Mayweather didn’t think referee Tony Weeks did enough to corral Maidana’s dirty tactics in the fight, allowing him to get away with unnecessary roughness. Weeks will not be the referee for the rematch. He’s been replaced by Kenny Bayless, one of the best refs working in the sport today.
It wasn’t long ago that Mayweather didn’t need the help of a referee to take care of someone trying to use dirty tactics. When Ricky Hatton tried to maul Mayweather he pushed him off and later landed a beautiful left hook that knocked out Hatton.
Maidana is hoping there is some slippage in Mayweather. He too has questions.
“I don’t really know,” Maidana said regarding whether Mayweather’s legs are going. “There have been fighters who have allowed him to do his stuff and look sensational. I didn’t allow him to do that. Maybe that’s the question there with whether it’s his age.”
Garcia plans to give Mayweather a physical test. He has been emphasizing conditioning and endurance during Maidana’s training camp.
Look, we are fighting the way we did the first fight with the pressure. But like Chino is saying, we need to have a little more distance, a little more control in his punches, and we are working on that,” Garcia said. “His punches are thrown a lot more accurate, straighter punches, and our sparring partners are telling us that this time around they feel the power even harder than they did the first time.”
Whether that is enough to put a dent in Mayweather remains to be seen. If he can’t bring Maidana to the middle of the ring and outbox him, those whispers of him slipping will get a lot louder.
Mayweather believes he will be better than ever in the rematch against Maidana.
“I’m throwing a lot more combinations this training camp,” Mayweather said. “With the guys I’m working with, sparring partners, they’ve been saying I’m a lot better this goaround. We use some of the same guys. They say I’m a lot stronger and faster this camp.”
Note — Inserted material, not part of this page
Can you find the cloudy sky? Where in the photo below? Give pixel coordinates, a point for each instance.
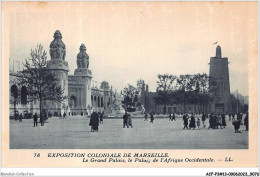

Following the final press conference for his rematch against Maidana, Mayweather backtracked on comments he made supporting former Ravens running back Ray Rice.
“If I offended anyone, I apologize,” Mayweather said.
During a sit-down interview with a group of reporters following his grand arrival at the MGM Grand on Tuesday afternoon, Mayweather said NFL Commissioner Roger Goodell should have stuck with his original two-game suspension of Rice, even though another videotape surfaced showing Rice knocking out Janay Palmer, who was then his fianc├®e and now his wife, with a left hook in an elevator at an Atlantic City casino hotel.
Mayweather commented that worse things happen in people’s homes without the benefit of videotape. His comments sparked controversy because he never expressed any remorse or concern about what happened to Rice’s wife, even though he said he was sorry that Rice wouldn’t be able to compete in the sport that he loved anymore. Rice was dismissed from the team before the NFL suspended him from the league indefinitely on Monday.
Stephen Espinoza, the head of Showtime’s sports programming, said he doesn’t think that Mayweather’s comments will impact pay-per-view sales of Saturday night’s fight.
“We don’t expect that it will. These are spectacular events that are very attractive to the boxing fans so we don’t expect a significant impact,” he said.